Monetary instability, which results from discretionary government policies, is the enemy of an economy’s transition from statism to market liberalism. That’s the conclusion of a prestigious group of economists and policy analysts in a new book published by the Fraser Institute of Vancouver, Canada, Money and Markets in the Americas: New Challenges for Hemispheric Integration, edited by James A. Dorn, Cato’s vice president for academic affairs, and Roberto Salinas-Leon, director of Mexico’s Center for Free Enterprise Research (CISLE).

The book is based on papers presented at Cato’s 1994 monetary conference in Mexico City, which was cosponsored by CISLE and the Fraser Institute. The papers were updated in light of the Mexican peso crisis in 1995, and several new papers were commissioned for the volume.

“It is the uncertainty about the actions of monetary authorities, and hence the future value of money, that endangers the transition from a closed to an open economy,” Dorn writes in his introduction to the book. “Without confidence in the value of money, the soundness of financial institutions, and the exchange rate,” he adds, “there can be little confidence in markets and prices. The temptation then is to revert to government regulation and move away from market liberalism.”

The book explores such issues as whether a monetary union in the Western Hemisphere would encourage or impede sound monetary policies, whether Mexico should adopt an Argentine-style currency board, and what type of monetary constitution is most appropriate for the nations of the Americas.
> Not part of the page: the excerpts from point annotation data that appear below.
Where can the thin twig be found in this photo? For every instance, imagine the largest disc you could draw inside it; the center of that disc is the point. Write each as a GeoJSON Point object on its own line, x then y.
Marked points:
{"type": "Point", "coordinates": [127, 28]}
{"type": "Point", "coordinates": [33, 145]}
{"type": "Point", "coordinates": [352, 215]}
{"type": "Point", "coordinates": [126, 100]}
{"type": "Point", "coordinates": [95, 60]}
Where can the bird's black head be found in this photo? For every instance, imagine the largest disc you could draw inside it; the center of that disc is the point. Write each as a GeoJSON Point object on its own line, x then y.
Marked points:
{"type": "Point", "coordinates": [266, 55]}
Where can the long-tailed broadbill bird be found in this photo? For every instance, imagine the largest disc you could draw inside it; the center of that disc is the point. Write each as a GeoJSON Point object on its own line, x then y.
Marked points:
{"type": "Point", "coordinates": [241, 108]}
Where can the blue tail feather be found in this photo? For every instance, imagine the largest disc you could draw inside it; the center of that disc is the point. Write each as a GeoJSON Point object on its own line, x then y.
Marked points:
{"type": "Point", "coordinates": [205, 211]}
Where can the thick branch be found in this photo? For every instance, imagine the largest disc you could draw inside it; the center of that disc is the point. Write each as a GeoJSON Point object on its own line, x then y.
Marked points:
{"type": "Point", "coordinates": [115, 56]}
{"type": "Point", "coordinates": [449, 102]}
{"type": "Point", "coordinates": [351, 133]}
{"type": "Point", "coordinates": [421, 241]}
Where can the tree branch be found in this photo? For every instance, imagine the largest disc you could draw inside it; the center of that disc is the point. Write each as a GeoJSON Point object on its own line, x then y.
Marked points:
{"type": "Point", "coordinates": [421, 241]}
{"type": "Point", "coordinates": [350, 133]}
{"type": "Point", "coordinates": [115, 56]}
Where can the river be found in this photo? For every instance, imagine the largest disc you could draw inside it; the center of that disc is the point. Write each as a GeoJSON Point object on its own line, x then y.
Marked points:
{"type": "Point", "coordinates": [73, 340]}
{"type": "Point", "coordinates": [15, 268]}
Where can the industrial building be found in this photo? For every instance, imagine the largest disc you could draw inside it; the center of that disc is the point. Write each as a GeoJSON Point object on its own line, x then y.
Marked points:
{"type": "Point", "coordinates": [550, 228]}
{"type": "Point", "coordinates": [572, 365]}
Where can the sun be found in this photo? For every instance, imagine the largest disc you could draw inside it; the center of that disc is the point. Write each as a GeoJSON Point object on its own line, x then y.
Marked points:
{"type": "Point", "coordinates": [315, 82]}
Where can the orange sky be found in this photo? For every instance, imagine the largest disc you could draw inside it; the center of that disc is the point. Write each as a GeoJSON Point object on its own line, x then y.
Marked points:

Contributors include Federal Reserve Board governor Lawrence B. Lindsey; Jerry L. Jordan, president of the Federal Reserve Bank of Cleveland; Michael Wilson, former international trade minister of Canada; John W. Crow, former governor of the Bank of Canada; Alan Walters, vice chairman of AIG Trading; Steve H. Hanke and Kurt Schuler of Johns Hopkins University; George A. Selgin of the University of Georgia; Juan Andròs Fontaine of the Catholic University of Chile; Jean-Luc Migue of the University of Quebec, and Edward L. Hudgins, Cato’s director of regulatory affairs; and Michael Walker, executive director of the Fraser Institute.